In sum, Fair sought a promotion. The ADC ultimately offered her the promotion at the advertised salary. Fair turned it down. Absent additional facts not present in the record before us, no reasonable factfinder could conclude that Fair is entitled to relief under Title VII.
III. CONCLUSION
For the foregoing reasons, we affirm the judgment of the district court. ______________________________
NOTES
[1] The Honorable J. Leon Holmes, United States District Judge for the Eastern District of Arkansas.
[2] In her complaint, Fair alleged incidents of sexual harassment by Hobbs during her tenure at the ADC. Fair’s complaint to the Equal Employment Opportunity Commission alleged only racial discrimination with regard to non-promotion for an open position. The alleged incidents of sexual harassment occurred well before Fair applied for the position, and Hobbs had no decision-making role in the hiring for that job. We have held that a Title VII plaintiff generally does not exhaust her administrative remedies unless she complains of the discriminatory behavior to the EEOC before filing a lawsuit. Stuart v. General Motors Corp., 217 F.3d 621, 630-31 (8th Cir. 2000). Although an EEOC complaint “need not specifically articulate the precise claim or set forth all the evidence an employee may choose to later present in court,” it must nevertheless “be sufficient to give the employer notice of the subject
[3] Two applicants’ scores would have been higher than Fair’s revised score, but those applicants withdrew their names from consideration for the Internal Affairs investigator position before the hiring decision was made.

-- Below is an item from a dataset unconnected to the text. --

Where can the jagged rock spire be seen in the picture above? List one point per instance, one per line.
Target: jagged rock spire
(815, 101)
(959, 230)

[4] Fair points to ADC social worker Paul Mincey, a white male and fellow recipient of a master’s degree in social work at the University of Arkansas at Little Rock, as an example of a similarly situated employee who was offered his current position and a higher salary than Fair shortly after receiving his degree. Beyond Fair’s bare assertions, however, the record is silent as to Mincey’s qualifications, salary level, job duties, and whether the compensation structure for the position of social worker is relevant to that of the position of Internal Affairs investigator. Therefore, on the record before us, we cannot say that the ADC’s purportedly favorable treatment of Mincey supports Fair’s claim that the ADC discriminated in failing to give her a higher salary for the position she sought.